La pression diminua lentement.

Sa main devint inerte, molle pendant que la mienne continuait à se serrer si bien qu'enfin, d'une voix grognonne et étouffée, il fut contraint de me demander de le lâcher.

– Diable et Sorcellerie! s'écria-t-il en essuyant le sang qui sortait goutte à goutte sous ses ongles, j'aurais mieux fait de mettre mes doigts dans un piège à rats. Vous êtes le premier qui ait pu échanger une vraie poignée de mains avec Antoine Buyse.

– Nous produisons du muscle en Angleterre aussi bien que dans le Brandebourg, dit Saxon qui riait aux éclats en voyant la déconfiture du soldat allemand. Hé, tenez, j'ai vu ce jeune garçon prendre à bras-le-corps un sergent de dragons de grandeur naturelle et le jeter dans une charrette aussi aisément qu'il eût fait d'une pelletée de terre.

– Pour fort, il l'est! grogna Buyse, qui tordait encore sa main paralysée, aussi fort que Goetz à la main de fer. Mais à quoi sert la force toute seule pour le maniement d'une arme? Ce n'est pas la force du coup, mais la manière dont il est porté, qui produit l'effet. Tenez, votre sabre est plus lourd que le mien, à première vue, et cependant ma lame ferait une entaille plus profonde. Eh! n'est-ce pas un jeu plus digne d'un guerrier que ne l'est un amusement d'enfants, comme un serrement de main, et le reste?

– C'est un jeune homme modeste, dit Saxon, et pourtant je parierais pour son coup contre le vôtre.

– Quel enjeu? grogna l'Allemand.

– Autant de vin que nous pourrons en boire en une séance.

– Ce n'est pas peu dire, en effet, fit Buyse, un couple de gallons pour le moins. Eh bien soit. Acceptez-vous la lutte?

– Je ferai ce que je pourrai, dis-je, bien que je n'aie guère l'espoir de frapper aussi fort qu'un vieux soldat éprouvé.

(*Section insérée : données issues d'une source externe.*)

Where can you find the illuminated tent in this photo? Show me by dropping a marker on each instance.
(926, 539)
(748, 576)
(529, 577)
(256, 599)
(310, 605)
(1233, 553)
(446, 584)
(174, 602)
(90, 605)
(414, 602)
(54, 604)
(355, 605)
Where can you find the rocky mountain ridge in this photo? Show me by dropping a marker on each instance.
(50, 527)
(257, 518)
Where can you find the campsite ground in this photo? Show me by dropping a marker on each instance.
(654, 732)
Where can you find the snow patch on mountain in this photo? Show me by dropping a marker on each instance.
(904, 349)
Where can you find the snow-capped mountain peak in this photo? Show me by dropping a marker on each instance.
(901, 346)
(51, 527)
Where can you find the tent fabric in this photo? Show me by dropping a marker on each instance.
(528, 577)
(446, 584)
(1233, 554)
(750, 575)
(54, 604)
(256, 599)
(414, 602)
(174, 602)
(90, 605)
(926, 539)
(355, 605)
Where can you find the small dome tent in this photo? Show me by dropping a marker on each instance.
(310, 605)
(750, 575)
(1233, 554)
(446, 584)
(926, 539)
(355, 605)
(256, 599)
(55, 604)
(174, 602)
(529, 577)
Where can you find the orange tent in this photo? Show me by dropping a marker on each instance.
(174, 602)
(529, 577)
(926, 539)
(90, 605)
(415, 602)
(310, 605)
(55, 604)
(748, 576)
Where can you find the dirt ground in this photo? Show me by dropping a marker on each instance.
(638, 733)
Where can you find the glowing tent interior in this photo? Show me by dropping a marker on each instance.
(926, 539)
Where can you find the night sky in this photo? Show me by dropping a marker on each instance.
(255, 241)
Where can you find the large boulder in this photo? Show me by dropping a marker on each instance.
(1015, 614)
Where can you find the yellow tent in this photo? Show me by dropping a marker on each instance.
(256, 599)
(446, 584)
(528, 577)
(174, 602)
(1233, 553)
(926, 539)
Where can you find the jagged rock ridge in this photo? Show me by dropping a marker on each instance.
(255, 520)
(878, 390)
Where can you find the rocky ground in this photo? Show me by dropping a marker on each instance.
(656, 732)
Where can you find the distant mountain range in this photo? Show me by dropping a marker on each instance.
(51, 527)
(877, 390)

– Que le diable emporte vos compliments! cria-t-il d'un ton rageur. Ce fut avec de douces paroles que vous avez pris mes doigts dans ce piège à imbéciles que voilà. Maintenant voici mon vieux casque d'acier espagnol. Comme vous le voyez, il porte une ou deux traces de coups, et une nouvelle marque ne lui fera pas grand mal. Je le pose ici sur cette chaise qui est assez haute pour donner un jeu suffisant au coup de sabre. Allons-y, mon gentilhomme, et voyons si vous êtes capable d'y mettre votre marque.

– Frappez le premier, monsieur, dis-je, puisque vous avez porté le défi.

– Il me faudra abîmer mon propre casque pour refaire ma réputation de soldat, grommela-t-il. Soit, soit, ces jours-ci il a résisté à plus d'un coup de taille.

Il tira son sabre, fit reculer la foule qui s'était amassée autour de nous, brandit la lame avec une vigueur étonnante autour de sa tête, et l'abattit dans tout son élan, avec justesse, sur le casque d'acier poli.

L'objet rebondit très haut, puis retomba à grand bruit sur le parquet de chêne.

On y voyait une longue et profonde entaille qui avait pénétré à travers l'épaisseur du métal.

– Bien frappé! Un beau coup! crièrent les spectateurs.

– C'est de l'acier mis à l'épreuve et trois fois trempé, garanti capable de faire glisser une lame de sabre, dit quelqu'un après avoir ramassé le casque pour l'examiner.

Puis il le replaça sur la chaise.

– J'ai vu mon père trancher de l'acier trempé avec ce vieux sabre, dis-je, en tirant l'arme qui avait cinquante ans d'âge. Il y mettait un peu plus de force que vous ne l'avez fait. Je lui ai entendu dire qu'un bon coup venait plutôt du dos et des reins que des seuls muscles du bras.

– Ce n'est pas une conférence qu'il nous faut, mais un beispiel ou exemple, railla l'Allemand. C'est à votre coup que nous avons affaire, et non aux leçons de votre père.

– Mon coup, dis-je, est d'accord avec les leçons de mon père.

Puis faisant tournoyer le sabre, je l'abattis de toute ma force sur le casque de l'Allemand.

La bonne vieille lame du temps de la République trancha la plaque d'acier, coupa la chaise en deux et enfonça sa pointe à deux pouces de profondeur dans le parquet de chêne.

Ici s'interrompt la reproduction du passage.